Depois da tempestade, veio a bonança.
Earthless
motivava uma nova reaproximação dos muitos festivaleiros até então abrigados da
chuva, e eu não fui excepção. Presentes no line-up do SonicBlast
pelo segundo ano consecutivo, era de esperar que subissem a palco com uma setlist
alternativa à demonstrada na passada edição de 2018 (review ao concerto aqui)

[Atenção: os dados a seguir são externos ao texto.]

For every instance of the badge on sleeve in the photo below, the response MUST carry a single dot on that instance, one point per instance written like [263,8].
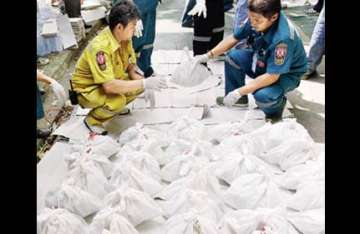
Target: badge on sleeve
[100,59]
[280,53]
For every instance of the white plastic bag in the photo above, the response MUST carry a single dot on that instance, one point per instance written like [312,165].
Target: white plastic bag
[192,200]
[189,73]
[60,221]
[134,205]
[101,161]
[182,165]
[89,177]
[110,221]
[176,148]
[186,128]
[73,199]
[142,161]
[309,195]
[242,221]
[309,222]
[103,146]
[100,145]
[127,174]
[231,168]
[290,153]
[204,180]
[310,170]
[253,190]
[189,223]
[258,221]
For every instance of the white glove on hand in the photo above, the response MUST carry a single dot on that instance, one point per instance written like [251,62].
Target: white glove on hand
[138,28]
[155,82]
[149,95]
[232,97]
[199,8]
[59,92]
[203,58]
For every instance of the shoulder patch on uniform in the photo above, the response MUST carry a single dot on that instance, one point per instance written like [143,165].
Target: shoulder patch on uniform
[280,53]
[101,61]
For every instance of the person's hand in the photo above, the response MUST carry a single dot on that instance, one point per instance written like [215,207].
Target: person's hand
[138,28]
[199,8]
[232,97]
[59,91]
[155,82]
[149,95]
[203,58]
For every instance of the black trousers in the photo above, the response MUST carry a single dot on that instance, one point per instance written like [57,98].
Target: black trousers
[72,8]
[318,6]
[209,31]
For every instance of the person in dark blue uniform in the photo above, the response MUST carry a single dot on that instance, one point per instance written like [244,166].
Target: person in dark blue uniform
[273,56]
[144,44]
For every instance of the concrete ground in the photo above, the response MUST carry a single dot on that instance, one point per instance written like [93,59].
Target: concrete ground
[308,99]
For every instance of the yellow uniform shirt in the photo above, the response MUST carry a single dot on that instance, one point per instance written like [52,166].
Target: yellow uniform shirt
[104,59]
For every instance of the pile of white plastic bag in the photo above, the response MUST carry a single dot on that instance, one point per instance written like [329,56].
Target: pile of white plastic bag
[195,178]
[189,73]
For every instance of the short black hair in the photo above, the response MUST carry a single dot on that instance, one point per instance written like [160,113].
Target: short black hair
[266,8]
[122,13]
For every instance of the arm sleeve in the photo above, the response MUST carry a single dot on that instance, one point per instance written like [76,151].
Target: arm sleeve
[242,31]
[100,66]
[280,59]
[132,58]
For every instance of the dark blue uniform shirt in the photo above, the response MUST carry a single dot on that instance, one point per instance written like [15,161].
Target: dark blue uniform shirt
[278,51]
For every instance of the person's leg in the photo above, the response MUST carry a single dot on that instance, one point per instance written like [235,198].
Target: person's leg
[39,106]
[237,65]
[202,34]
[317,44]
[104,107]
[217,20]
[241,13]
[271,99]
[144,61]
[318,6]
[40,133]
[73,8]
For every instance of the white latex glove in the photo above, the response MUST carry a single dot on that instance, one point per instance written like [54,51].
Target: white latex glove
[149,95]
[203,58]
[138,28]
[199,8]
[155,82]
[59,91]
[232,97]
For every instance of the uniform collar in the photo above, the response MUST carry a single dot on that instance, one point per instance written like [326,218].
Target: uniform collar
[114,44]
[278,29]
[270,33]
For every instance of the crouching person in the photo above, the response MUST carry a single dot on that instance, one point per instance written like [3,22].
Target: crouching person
[106,77]
[273,56]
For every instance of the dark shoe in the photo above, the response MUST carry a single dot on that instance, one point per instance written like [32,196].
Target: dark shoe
[242,102]
[124,111]
[42,92]
[43,134]
[276,117]
[149,72]
[312,12]
[309,74]
[99,130]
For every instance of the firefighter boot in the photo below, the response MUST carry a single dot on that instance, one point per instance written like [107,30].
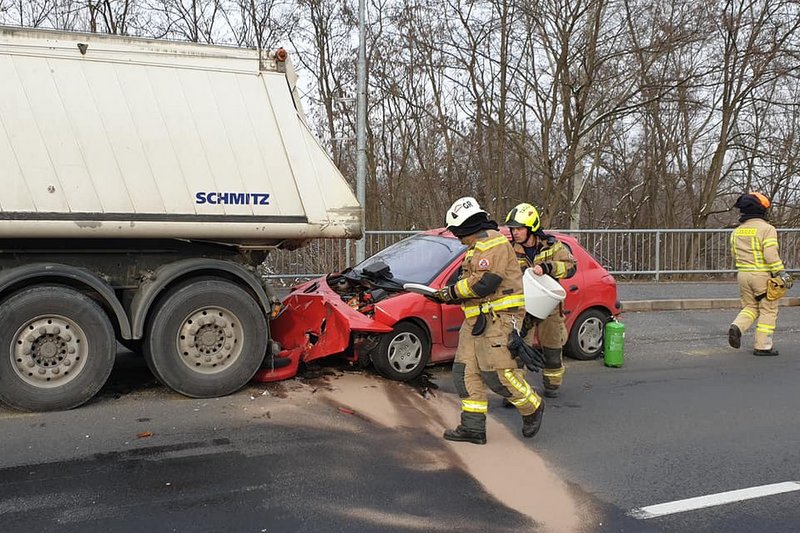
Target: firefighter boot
[531,424]
[462,434]
[734,336]
[771,351]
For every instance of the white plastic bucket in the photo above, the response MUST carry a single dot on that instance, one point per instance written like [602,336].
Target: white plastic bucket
[542,294]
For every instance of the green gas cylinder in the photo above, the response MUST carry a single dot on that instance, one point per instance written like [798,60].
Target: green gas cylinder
[614,343]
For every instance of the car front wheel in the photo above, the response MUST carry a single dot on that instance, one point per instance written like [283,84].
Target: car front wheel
[403,353]
[585,340]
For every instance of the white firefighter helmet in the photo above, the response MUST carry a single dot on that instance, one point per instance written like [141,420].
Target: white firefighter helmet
[461,210]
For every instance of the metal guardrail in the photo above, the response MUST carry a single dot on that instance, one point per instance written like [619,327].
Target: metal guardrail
[627,254]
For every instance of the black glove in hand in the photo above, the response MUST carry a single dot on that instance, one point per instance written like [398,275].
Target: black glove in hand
[446,294]
[787,279]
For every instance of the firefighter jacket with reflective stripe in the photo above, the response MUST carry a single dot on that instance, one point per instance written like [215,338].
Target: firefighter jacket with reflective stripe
[554,256]
[754,245]
[490,260]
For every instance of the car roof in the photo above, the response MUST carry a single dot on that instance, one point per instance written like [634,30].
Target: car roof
[569,240]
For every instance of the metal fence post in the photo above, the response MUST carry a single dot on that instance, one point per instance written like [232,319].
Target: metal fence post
[658,253]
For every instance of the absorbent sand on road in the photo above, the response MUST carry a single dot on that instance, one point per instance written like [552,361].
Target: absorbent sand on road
[507,467]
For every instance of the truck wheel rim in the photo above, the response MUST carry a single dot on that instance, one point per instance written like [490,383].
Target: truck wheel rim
[405,352]
[590,335]
[210,340]
[49,351]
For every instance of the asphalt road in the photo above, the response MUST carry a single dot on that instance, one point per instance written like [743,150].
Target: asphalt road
[686,416]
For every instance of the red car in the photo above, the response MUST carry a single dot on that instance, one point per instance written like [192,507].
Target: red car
[364,315]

mas os príncipes californianos acabaram por desdobrar uma exibição demasiado aparentada à
já ostentada aquando da sua estreia em Moledo. De suspeitas parcialmente
defraudadas, mas de espírito revigorado com o cessar da chuva, deixei-me
embalar à boleia da agitada ondulação corporal que as sónicas jam’s de Earthless
provocavam no populoso e revoltoso auditório. Numa eloquente performance
balanceada entre o ‘From the Ages’ (2013) e o seu mais recente álbum
‘Black Heaven’ (lançado em 2018 e elogiado aqui), este
influente tridente de San Diego presenteara todos aqueles festivaleiros
de coração palpitante e olhar chamejante com o seu excitante, portentoso e alucinante Heavy Psych
de onde se desenraíza e desabrocha todo um vendaval de solos ziguezagueantes, ciclónicos,
caóticos e atordoantes – de extensão e toxicidade a perder de vista – empolados
por uma habilidosa, frenética, estética e tumultuosa bateria de inesgotável
fôlego, e sombreados por um baixo hipnótico, fibrótico e diligente que assegura
que nenhum de nós se esquece de sussurrar as notas do Riff-base. De Earthless destilámos
uma imaculada, irrepreensível e renovada lição de sinergia, virtuosismo e
energia conjugados quase de forma erótica. Mas como a Escandinávia era
detentora da maior dose de protagonismo deste primeiro dia de festival, os tão
ansiados Graveyard perfilavam-se em palco de instrumentos empunhados e
sorrisos atirados na direcção de um público verdadeiramente extasiado. E foi embrulhados
no seu requintado, deleitoso, libidinoso e perfumado Heavy Blues de arranjos desarmantes e indiscretas feições revivalistas que nos deixámos dissolver, enfeitiçar e
enternecer na cuidada e sublimada musicalidade deste reverenciado quarteto sueco. De olhar
petrificado e semi-cerrado, cabeça pausadamente balanceada de ombro a ombro,
sorriso imortalizado no rosto, e alma ensolarada e mitigada pela melosidade
deste néctar via auditiva, fomos massajados e canonizados pela edénica e
embriagante suavidade dos acordes que sobrevoam os floridos territórios de Graveyard.
Um verdadeiro oásis sensorial onde todos nós nos banhámos e tonificámos depois
de um dia exaustivo. Assim que os instrumentos foram relegados ao silêncio,
deixei-me por fim derrotar às mãos do cansaço e verti todos os derradeiros resquícios de
lucidez num profundo universo onírico. O primeiro dia estava (para mim) esgotado e o segundo encerrava um renovado entusiasmo.